Beberapa pejabat pemilu Palestina telah mengundang Uni Eropa untuk mengirim sejumlah pengamat untuk memantau pemilihan mendatang yang direncanakan untuk anggota legislatif dan presiden.
Undangan tersebut dipandang sebagai suatu tanda bahwa Palestina serius untuk menggelar pemilu pertama dalam 15 tahun.
Palestina mengharapkan Uni Eropa dapat memastikan pemungutan suara itu berlangsung transparan, sekaligus berharap agar Uni Eropa dapat menggalang upaya memberi tekanan terhadap Israel agar mengizinkan sejumlah warga Palestina, yang tinggal di Yerusalem timur yang dicaplok Israel, dapat memberikan suara.
Palestina mengklaim Yerusalem timur, yang direbut Israel pada tahun 1967, sebagai ibukota negara itu pada masa mendatang.

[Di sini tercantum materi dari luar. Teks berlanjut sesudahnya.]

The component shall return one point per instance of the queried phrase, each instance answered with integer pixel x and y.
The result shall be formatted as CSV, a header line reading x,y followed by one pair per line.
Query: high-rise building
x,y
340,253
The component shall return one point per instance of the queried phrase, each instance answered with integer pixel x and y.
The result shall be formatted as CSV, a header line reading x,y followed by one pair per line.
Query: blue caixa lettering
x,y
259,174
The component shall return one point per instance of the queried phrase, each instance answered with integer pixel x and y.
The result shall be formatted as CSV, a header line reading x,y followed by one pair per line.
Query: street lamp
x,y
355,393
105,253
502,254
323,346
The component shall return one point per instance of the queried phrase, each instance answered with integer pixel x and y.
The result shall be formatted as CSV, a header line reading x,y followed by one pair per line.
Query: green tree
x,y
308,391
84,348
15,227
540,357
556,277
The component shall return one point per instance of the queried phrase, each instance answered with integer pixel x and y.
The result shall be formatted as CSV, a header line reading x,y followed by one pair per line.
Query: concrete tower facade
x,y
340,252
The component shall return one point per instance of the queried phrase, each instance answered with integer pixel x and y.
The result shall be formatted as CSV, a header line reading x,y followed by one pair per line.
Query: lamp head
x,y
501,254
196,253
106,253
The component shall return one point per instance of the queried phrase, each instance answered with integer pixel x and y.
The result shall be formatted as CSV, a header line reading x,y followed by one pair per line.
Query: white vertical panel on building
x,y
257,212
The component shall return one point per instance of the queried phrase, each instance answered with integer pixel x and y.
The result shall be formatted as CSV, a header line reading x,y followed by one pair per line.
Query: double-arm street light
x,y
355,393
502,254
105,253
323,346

Israel menganggap seluruh wilayah Yerusalem sebagai ibukota negaranya.
Belum dikemukakan apakah upaya itu akan mengizinkan penduduk Palestina di Yerusalem timur, di mana terdapat situs-situs utama agama besar, dapat memberikan suara dalam pemilu Palestina.

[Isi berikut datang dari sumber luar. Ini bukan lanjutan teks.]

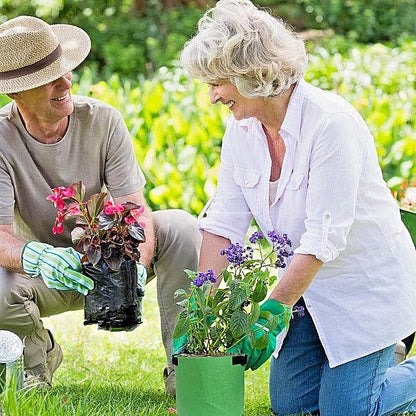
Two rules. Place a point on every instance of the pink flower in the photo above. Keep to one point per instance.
(73, 209)
(130, 220)
(58, 228)
(135, 213)
(56, 198)
(67, 192)
(111, 209)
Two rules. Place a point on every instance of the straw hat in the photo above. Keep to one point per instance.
(34, 53)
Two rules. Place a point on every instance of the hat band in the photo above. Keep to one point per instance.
(30, 69)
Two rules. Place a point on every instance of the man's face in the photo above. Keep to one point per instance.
(48, 103)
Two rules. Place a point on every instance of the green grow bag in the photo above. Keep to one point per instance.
(210, 386)
(409, 220)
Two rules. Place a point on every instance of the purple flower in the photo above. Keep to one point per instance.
(211, 276)
(198, 281)
(204, 277)
(234, 254)
(258, 235)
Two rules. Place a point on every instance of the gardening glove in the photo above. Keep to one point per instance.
(59, 267)
(141, 278)
(256, 357)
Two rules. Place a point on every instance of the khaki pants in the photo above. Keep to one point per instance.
(24, 300)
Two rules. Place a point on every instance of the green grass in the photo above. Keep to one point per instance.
(117, 374)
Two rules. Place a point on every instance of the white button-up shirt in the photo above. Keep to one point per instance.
(332, 202)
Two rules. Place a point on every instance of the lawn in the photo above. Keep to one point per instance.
(118, 374)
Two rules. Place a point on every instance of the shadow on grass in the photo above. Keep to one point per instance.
(106, 399)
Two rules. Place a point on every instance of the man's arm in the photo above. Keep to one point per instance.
(210, 257)
(147, 248)
(10, 249)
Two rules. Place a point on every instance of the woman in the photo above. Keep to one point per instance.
(301, 161)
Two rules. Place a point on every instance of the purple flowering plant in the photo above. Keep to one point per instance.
(216, 317)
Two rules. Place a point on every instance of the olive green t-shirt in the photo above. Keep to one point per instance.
(96, 149)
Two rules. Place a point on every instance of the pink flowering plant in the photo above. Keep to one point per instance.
(105, 232)
(217, 317)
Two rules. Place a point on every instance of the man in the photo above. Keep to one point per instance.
(49, 138)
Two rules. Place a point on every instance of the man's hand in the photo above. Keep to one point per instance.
(59, 267)
(269, 309)
(141, 278)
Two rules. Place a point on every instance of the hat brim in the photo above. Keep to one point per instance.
(75, 44)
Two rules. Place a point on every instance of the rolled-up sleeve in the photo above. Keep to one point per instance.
(227, 213)
(337, 157)
(6, 195)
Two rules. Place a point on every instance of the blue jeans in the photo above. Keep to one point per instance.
(301, 381)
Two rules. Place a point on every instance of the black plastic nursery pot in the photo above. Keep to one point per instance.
(409, 220)
(207, 385)
(114, 303)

Uni Eropa mendukung pembentukan negara Palestina, berdampingan dengan Israel, dengan Yerusalem timur sebagai ibu kota.
Presiden Palestina Mahmoud Abbas mengeluarkan keputusan pada 15 Januari, menjadwalkan pemilihan anggota parlemen pada 22 Mei, dan pemilihan presiden pada 31 Juli 2021. [mg/ka]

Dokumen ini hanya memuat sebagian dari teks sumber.